Auf der Reise habe ich ein Land erlebt, das hungrig ist nach Freiheit, und das gleichzeitig unsicher wirkt, wo es diese Freiheit finden möchte. Ein Land in der Defensive. Seit Jahrzehnten misst sich Großbritannien an der Bedeutung der eigenen Vergangenheit, der Satz des früheren US-Außenministers Dean Acheson von 1962 stimmt bis heute: »England hat ein Empire verloren, aber noch keine neue Rolle gefunden.« Als Beobachter stolpert man über die Vergangenheit, fast jeden Tag und überall, bei Erinnerungsfeiern für Kriegsopfer und Veteranen, bei Aufführungen historischer Schlachten, bei Sammlern von Kriegsdevotionalien, an all den Denkmälern, Obelisken und Gedächtnistafeln, die von Inverness bis Portsmouth an das glorreiche Gestern erinnern.

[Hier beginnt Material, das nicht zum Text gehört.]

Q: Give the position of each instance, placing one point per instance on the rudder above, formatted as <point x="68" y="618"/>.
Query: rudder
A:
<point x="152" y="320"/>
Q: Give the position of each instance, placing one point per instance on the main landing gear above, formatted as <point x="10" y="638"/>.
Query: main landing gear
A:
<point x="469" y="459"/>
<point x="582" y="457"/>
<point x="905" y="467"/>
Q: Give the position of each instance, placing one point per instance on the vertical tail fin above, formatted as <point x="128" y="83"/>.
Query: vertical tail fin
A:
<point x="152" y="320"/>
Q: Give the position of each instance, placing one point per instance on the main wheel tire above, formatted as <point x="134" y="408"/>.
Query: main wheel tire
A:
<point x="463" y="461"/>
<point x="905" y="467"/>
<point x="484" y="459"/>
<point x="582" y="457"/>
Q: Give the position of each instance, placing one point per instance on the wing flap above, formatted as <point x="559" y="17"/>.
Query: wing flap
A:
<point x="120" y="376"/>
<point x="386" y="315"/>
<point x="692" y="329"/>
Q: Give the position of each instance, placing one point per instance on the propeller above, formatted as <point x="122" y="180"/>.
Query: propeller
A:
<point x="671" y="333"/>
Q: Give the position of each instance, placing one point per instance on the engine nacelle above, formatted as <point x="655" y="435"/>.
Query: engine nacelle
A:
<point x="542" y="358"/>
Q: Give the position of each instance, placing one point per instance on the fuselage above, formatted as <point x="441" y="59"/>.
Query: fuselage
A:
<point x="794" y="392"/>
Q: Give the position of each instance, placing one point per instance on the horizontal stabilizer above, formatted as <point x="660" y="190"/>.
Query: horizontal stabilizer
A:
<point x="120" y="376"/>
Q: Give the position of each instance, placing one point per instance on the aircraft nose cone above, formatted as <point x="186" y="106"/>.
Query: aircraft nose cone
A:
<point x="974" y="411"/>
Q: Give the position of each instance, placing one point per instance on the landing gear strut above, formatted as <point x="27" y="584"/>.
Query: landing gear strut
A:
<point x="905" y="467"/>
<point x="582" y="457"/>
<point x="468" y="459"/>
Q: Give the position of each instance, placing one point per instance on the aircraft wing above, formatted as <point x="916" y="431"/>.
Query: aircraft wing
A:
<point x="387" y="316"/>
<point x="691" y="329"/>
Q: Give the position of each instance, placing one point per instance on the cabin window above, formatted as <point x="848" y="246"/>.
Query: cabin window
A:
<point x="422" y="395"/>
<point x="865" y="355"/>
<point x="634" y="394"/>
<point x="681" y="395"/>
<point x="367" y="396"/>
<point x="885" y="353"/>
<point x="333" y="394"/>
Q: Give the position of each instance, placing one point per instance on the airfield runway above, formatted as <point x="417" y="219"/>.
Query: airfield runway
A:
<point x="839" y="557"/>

Anders als in den meisten europäischen Staaten, deren Eliten im Verlauf des 20. Jahrhunderts immer wieder gewaltsam ausgetauscht wurden, ist das britische Establishment mehr oder weniger stabil geblieben. Dieselben Privatschulen und Universitäten, die schon seit Ewigkeiten Minister, Beamte, Richter und Generäle produzieren, tun das auch weiterhin. Immer noch prägen reiche Familien das Land, jahrhundertealte Netzwerke und Verbindungen. Nicht zufällig sind es die oberen Schichten, die so gerne in die Vergangenheit blicken, auf die alte Größe. Die Sehnsucht der Eliten nach dem Damals zog sich auch durch das EU-Referendum.

Ich habe aber auch ein Land erlebt, das selbstgenügsam ist, stolz und radikal in seiner Ablehnung angeblicher Autoritäten, die den Briten sagen, was sie zu tun und zu lassen haben, ob von Brüssel oder von Westminster aus. Unter der Oberfläche köchelt der Wunsch eines Volkes, in Ruhe gelassen zu werden, die vergangenen Jahrzehnte waren schließlich chaotisch genug. Durch die Gesellschaft ziehen sich die Narben alter Kämpfe, und wer mit ehemaligen Bergleuten spricht, spürt die heiße Trauer der früheren Industrienation, die sich in eine Finanz- und Dienstleistungsgesellschaft verwandelt hat – eine Veränderung, die viel stärker, umfassender und radikaler war, als man sich das als Deutscher vorstellen kann.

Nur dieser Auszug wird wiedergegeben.